From mboxrd@z Thu Jan  1 00:00:00 1970
Return-Path: <linux-kernel-owner@vger.kernel.org>
Received: (majordomo@vger.kernel.org) by vger.kernel.org via listexpand
	id S1752387Ab2DOWij (ORCPT <rfc822;w@1wt.eu>);
	Sun, 15 Apr 2012 18:38:39 -0400
Received: from mx1.redhat.com ([209.132.183.28]:8648 "EHLO mx1.redhat.com"
	rhost-flags-OK-OK-OK-OK) by vger.kernel.org with ESMTP
	id S1752022Ab2DOWii (ORCPT <rfc822;linux-kernel@vger.kernel.org>);
	Sun, 15 Apr 2012 18:38:38 -0400
Date: Mon, 16 Apr 2012 00:38:08 +0200
From: Oleg Nesterov <oleg@redhat.com>
To: Linus Torvalds <torvalds@linux-foundation.org>
Cc: "H. Peter Anvin" <hpa@zytor.com>, Chuck Ebbert <chuckebbert.lk@gmail.com>,
        Jan Kratochvil <jan.kratochvil@redhat.com>,
        linux-kernel@vger.kernel.org
Subject: Re: ptrace && fpu_lazy_restore
Message-ID: <20120415223808.GA26214@redhat.com>
References: <20120414235238.GA11131@redhat.com> <CA+55aFxJykAy4=9WVOnUOy1PUBYLmPy9mJmydoYZpQEbSkfvJQ@mail.gmail.com>
MIME-Version: 1.0
Content-Type: text/plain; charset=us-ascii
Content-Disposition: inline
In-Reply-To: <CA+55aFxJykAy4=9WVOnUOy1PUBYLmPy9mJmydoYZpQEbSkfvJQ@mail.gmail.com>
User-Agent: Mutt/1.5.18 (2008-05-17)
Sender: linux-kernel-owner@vger.kernel.org
List-ID: <linux-kernel.vger.kernel.org>
X-Mailing-List: linux-kernel@vger.kernel.org

On 04/14, Linus Torvalds wrote:
>
> So I actually think that I would prefer the patch that invalidates the
> FPU caches more aggressively. Sure, we don't really *need* to
> invalidate if we're just reading, but I'd almost prefer to just have
> it done once in "init_fpu()".

Agreed. I'll send your patch back to you tomorrow.

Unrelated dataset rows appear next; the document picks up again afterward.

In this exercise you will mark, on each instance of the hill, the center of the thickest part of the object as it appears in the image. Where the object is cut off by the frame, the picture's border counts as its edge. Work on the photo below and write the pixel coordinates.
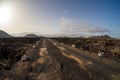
(4, 34)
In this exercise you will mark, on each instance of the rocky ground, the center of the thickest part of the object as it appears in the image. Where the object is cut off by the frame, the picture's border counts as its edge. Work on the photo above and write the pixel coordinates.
(49, 60)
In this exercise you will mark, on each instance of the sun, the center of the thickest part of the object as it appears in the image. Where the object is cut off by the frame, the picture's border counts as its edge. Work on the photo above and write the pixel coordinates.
(5, 14)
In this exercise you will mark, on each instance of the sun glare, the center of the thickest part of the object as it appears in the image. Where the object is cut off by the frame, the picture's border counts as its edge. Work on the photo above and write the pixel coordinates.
(5, 14)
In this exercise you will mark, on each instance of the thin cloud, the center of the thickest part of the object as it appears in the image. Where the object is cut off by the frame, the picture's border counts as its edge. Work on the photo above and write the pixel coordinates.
(71, 27)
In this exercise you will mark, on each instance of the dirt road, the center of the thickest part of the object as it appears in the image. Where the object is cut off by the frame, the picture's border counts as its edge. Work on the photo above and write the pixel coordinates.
(50, 60)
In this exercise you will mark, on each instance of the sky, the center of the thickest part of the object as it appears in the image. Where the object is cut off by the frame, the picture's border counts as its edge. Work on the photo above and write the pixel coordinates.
(76, 17)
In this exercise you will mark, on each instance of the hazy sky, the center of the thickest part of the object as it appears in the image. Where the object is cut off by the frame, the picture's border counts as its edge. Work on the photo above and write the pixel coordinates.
(61, 16)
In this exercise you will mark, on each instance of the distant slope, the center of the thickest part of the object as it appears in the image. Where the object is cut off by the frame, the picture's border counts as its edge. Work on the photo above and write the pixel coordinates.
(101, 37)
(30, 35)
(4, 34)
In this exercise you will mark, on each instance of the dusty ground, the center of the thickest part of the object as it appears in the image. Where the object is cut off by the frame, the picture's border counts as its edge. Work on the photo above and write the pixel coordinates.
(50, 60)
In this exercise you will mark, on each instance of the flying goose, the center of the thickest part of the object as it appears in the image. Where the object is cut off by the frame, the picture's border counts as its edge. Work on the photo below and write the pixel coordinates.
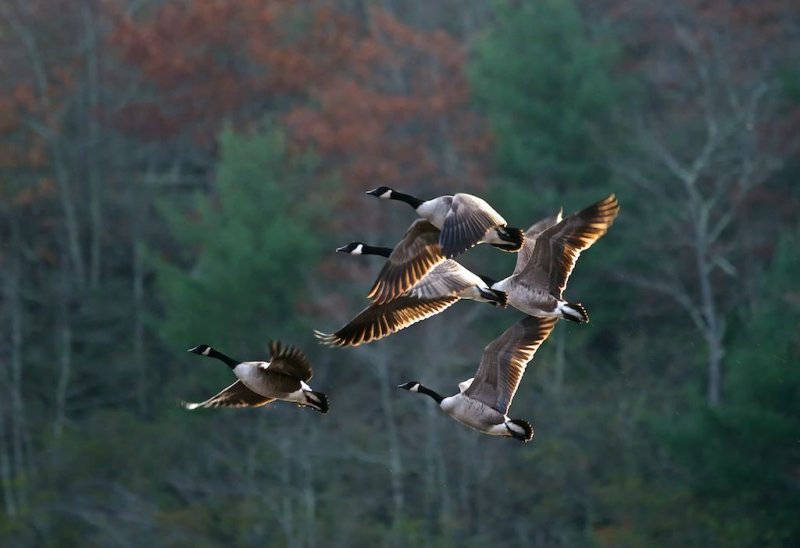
(483, 401)
(465, 220)
(547, 259)
(410, 260)
(284, 377)
(440, 288)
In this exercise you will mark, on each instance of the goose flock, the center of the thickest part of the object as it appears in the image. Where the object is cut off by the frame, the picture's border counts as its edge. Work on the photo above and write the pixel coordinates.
(420, 279)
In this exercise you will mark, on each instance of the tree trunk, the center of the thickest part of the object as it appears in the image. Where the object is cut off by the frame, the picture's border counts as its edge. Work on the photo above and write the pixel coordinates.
(309, 495)
(94, 143)
(17, 420)
(139, 220)
(64, 345)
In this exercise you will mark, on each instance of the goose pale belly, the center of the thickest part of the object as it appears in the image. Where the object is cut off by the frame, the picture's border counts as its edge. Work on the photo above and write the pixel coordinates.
(474, 414)
(533, 302)
(268, 383)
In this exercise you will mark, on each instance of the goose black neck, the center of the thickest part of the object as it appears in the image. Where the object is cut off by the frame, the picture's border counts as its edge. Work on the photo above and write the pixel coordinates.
(230, 362)
(407, 198)
(425, 390)
(375, 250)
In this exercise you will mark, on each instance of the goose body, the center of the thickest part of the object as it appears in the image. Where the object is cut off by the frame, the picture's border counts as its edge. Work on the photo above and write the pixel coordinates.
(483, 402)
(549, 254)
(285, 377)
(464, 220)
(437, 290)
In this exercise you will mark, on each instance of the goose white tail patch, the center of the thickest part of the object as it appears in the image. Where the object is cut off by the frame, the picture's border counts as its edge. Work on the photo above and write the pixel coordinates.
(462, 386)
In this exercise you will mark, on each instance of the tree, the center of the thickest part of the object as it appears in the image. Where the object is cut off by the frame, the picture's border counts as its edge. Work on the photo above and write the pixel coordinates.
(255, 245)
(742, 457)
(549, 90)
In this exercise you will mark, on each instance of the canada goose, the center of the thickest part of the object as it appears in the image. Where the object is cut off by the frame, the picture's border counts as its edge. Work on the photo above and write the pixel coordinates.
(284, 378)
(410, 260)
(465, 220)
(437, 290)
(546, 262)
(483, 401)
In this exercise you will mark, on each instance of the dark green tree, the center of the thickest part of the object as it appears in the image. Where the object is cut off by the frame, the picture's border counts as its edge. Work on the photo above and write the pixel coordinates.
(255, 244)
(743, 458)
(549, 90)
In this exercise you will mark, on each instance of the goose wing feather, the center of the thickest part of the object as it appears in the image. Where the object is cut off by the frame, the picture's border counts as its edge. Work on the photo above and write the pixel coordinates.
(236, 395)
(525, 252)
(413, 257)
(290, 361)
(504, 361)
(466, 223)
(446, 279)
(381, 320)
(557, 249)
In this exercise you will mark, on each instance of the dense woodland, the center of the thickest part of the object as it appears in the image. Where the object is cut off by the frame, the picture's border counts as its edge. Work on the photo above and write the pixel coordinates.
(180, 172)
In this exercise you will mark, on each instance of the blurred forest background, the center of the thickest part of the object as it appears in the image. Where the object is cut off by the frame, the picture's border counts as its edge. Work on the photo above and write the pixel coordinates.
(179, 172)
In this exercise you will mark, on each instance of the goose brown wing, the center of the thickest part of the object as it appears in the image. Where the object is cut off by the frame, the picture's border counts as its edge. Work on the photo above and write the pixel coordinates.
(380, 320)
(290, 361)
(236, 395)
(466, 224)
(413, 257)
(525, 252)
(557, 249)
(446, 279)
(504, 361)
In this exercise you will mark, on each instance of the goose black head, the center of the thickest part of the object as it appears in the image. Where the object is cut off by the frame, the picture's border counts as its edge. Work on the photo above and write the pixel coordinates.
(353, 248)
(383, 192)
(411, 386)
(202, 349)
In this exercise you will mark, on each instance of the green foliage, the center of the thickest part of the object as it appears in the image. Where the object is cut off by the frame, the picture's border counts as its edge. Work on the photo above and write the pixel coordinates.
(549, 90)
(743, 456)
(256, 245)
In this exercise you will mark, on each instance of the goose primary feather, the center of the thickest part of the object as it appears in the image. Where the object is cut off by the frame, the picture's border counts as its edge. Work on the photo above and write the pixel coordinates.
(443, 286)
(537, 285)
(483, 401)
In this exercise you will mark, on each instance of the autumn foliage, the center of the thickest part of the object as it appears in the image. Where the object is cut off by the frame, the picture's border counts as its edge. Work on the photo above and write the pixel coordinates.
(374, 98)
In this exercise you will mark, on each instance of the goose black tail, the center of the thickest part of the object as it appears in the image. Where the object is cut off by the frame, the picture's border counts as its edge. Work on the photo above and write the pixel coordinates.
(317, 401)
(512, 238)
(574, 312)
(520, 430)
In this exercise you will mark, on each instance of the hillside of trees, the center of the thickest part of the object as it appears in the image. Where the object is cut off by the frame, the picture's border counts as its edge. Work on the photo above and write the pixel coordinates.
(180, 172)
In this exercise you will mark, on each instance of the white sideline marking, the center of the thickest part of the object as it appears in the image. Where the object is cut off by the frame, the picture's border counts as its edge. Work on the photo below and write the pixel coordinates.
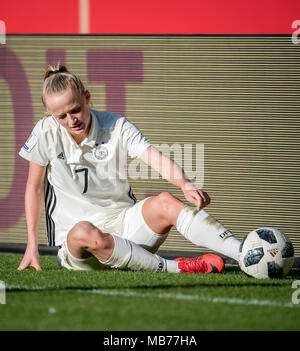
(207, 299)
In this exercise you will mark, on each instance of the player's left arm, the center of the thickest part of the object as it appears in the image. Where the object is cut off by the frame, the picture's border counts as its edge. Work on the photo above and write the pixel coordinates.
(174, 174)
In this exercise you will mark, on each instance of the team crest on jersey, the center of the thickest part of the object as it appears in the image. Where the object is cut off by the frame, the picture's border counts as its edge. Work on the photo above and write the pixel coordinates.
(101, 152)
(30, 143)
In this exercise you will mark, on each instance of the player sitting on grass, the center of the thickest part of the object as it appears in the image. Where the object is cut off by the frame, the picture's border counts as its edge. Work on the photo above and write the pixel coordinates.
(77, 164)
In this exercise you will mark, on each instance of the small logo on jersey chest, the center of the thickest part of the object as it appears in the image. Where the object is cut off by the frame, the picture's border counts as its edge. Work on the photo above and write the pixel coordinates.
(61, 156)
(100, 152)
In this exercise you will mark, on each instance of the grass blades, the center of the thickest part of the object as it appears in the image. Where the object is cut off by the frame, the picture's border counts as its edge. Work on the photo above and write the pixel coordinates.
(115, 300)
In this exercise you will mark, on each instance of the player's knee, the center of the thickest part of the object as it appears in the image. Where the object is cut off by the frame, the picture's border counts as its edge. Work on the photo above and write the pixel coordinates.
(166, 202)
(83, 233)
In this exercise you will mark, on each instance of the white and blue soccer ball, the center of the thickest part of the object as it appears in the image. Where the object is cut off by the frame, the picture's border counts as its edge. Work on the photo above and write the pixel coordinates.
(266, 253)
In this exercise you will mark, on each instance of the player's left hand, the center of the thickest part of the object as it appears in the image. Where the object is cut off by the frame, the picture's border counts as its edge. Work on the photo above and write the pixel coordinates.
(197, 197)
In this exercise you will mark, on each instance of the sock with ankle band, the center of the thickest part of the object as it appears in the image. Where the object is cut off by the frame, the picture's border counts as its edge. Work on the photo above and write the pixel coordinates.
(128, 255)
(204, 230)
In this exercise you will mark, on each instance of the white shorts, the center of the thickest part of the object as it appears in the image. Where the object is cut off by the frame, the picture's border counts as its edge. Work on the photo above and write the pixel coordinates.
(130, 224)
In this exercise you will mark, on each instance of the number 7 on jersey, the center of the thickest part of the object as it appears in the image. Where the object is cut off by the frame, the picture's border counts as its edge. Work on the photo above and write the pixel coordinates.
(85, 172)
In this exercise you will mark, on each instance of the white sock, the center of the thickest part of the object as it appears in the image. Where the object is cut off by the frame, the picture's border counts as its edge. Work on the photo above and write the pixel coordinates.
(129, 255)
(204, 230)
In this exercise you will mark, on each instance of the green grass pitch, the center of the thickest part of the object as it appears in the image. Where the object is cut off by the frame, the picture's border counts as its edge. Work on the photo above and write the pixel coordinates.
(58, 299)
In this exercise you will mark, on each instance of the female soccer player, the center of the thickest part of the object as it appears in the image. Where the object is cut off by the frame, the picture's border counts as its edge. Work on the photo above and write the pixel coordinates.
(77, 165)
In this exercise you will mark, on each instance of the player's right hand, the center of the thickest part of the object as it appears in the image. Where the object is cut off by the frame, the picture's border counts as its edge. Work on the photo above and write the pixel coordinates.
(30, 260)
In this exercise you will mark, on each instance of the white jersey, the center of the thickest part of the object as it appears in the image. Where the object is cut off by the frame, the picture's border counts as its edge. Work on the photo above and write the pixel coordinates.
(87, 181)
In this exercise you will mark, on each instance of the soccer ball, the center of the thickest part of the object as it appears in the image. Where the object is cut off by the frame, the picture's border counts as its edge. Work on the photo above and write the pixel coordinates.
(266, 253)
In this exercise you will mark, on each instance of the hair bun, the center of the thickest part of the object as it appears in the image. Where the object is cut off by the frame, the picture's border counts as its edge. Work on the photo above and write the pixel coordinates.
(58, 68)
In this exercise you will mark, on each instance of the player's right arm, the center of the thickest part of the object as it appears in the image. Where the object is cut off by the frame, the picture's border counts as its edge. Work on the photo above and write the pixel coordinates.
(34, 199)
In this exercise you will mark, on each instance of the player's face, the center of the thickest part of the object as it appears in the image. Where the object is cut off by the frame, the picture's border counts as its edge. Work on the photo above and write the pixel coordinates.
(71, 112)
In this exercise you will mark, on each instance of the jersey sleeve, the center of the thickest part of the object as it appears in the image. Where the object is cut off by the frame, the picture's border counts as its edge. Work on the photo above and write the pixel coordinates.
(35, 149)
(133, 139)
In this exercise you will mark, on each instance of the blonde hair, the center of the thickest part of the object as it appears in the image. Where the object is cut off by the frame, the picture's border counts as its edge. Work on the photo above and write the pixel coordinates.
(57, 79)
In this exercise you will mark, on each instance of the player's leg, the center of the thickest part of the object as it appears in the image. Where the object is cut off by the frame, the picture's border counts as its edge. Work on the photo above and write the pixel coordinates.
(84, 240)
(163, 211)
(117, 252)
(138, 231)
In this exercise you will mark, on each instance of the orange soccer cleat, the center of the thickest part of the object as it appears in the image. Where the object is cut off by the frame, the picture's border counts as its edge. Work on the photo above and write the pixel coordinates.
(209, 263)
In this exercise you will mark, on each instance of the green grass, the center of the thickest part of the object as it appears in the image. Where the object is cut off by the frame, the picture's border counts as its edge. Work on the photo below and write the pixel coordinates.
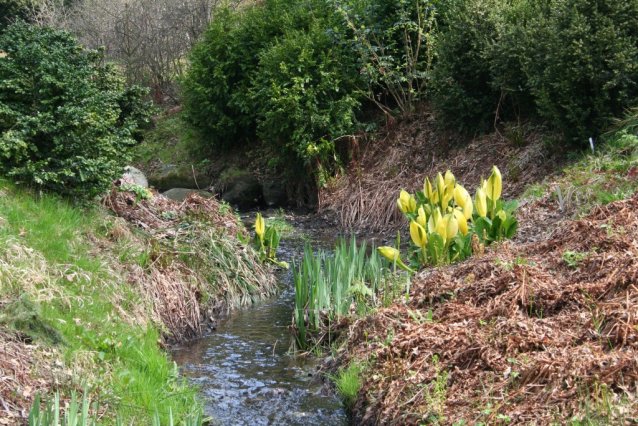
(53, 274)
(609, 174)
(348, 383)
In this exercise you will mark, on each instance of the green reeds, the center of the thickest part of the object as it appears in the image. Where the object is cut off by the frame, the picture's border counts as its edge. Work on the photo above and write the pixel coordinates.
(77, 414)
(328, 285)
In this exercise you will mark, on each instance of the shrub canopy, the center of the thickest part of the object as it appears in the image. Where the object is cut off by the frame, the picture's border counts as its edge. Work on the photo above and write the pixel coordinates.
(67, 122)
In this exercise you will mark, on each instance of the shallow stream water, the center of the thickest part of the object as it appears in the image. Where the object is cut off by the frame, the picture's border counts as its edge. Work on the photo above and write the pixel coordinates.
(244, 369)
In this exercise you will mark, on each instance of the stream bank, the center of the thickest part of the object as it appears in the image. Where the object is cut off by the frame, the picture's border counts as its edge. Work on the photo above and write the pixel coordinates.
(244, 369)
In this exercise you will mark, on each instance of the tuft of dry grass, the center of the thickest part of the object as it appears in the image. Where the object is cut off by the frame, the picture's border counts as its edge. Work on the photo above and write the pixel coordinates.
(525, 336)
(365, 196)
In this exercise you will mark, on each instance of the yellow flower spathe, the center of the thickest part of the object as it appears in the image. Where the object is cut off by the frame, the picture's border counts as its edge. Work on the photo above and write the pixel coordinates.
(481, 202)
(392, 255)
(460, 217)
(418, 234)
(494, 185)
(421, 218)
(260, 226)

> The only case where we care about the FPU caches remaining is actually
> the nice normal "we just switched tasks through normal scheduling".

Yes. And there is another case when fpu_lazy_restore() returns the
false positive.

Suppose that fpu_owner_task exits on CPU_0, and then fork() reuses
its task_struct. The new child is still fpu_owner_task and this is
obviously wrong (unless of course another thread uses fpu).

Initially I thought this should be fixed too, but it seems that
"p->fpu_counter = 0" in copy_thread() saves us.

This looks a bit fragile... And could you confirm this is really
fine?


Btw, do we really need this "old->thread.fpu.last_cpu = ~0" in
the "else" branch of switch_fpu_prepare()? Just curious, I guees
this doesn't matter since we reset old->fpu_counter. But if we
can remove this line, then perhaps we can another optimization.

Oleg.